You can listen to the songs here (link via @Prakshid)
Ever wondered how Qayamat Se Qayamat Tak soundtrack might have sounded, had it been made by present day Bhatts? Mithoon provides a sampler in All Is Well, giving a Tum Hi Ho style makeover to Anand Milind’s Ae Mere Humsafar. Which turns out to be not a bad thing, the sound does suit the original tune quite well. It is the singing that lets the song down – the composer himself and Tulsi Kumar. Amaal Mallik’s Chaar Shanivar seems to borrow from the Yo Yo Honey Singh brand of music, Badshah does the rapping here while Vishal Dadlani leads the vocals. Engaging track, but very heard-before in its South Indian style percussion dominated format. Meet Bros Anjjan manage to produce the most entertaining dance track of the soundtrack with their muse Kanika Kapoor.

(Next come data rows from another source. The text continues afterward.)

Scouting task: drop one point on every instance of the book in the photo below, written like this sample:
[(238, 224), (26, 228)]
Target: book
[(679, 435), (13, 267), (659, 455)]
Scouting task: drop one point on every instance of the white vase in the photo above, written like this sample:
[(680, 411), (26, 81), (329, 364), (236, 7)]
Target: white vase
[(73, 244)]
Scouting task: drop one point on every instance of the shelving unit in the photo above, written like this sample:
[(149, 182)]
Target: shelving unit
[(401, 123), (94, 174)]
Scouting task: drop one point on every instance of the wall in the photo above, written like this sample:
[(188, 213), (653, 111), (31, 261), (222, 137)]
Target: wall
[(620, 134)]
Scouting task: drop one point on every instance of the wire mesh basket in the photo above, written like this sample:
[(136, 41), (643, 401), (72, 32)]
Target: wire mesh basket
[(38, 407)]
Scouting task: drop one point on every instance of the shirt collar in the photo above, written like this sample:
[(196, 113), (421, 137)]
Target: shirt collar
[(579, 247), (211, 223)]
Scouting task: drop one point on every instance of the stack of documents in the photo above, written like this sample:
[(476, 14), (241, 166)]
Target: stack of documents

Nachan Farrate too thrives on heard-before (Punjabi in this case) elements, but the song passes muster nevertheless.
The soundtrack’s lead composer Himesh Reshammiya composes the remaining three tracks. And he too starts on a Bhatt-inspired format in Baaton Ko Teri. Nothing fresh in offer, but the song works; partly owing to the hauntingness and partly to Arijit Singh’s soulfulness. Tu Mila De is pacier albeit with similar melancholic tone, featuring Ankit Tiwari on vocals. The track gets most interesting in the second interlude, otherwise seems rather monotonous and wears off rather soon. Yolo’s title is a good indicator as to what to expect from the song. The song does have Sreerama Chandra doing some fine singing, but nothing much of interest happens otherwise.
All Is Well. The movie’s title doesn’t hold particularly true for the soundtrack.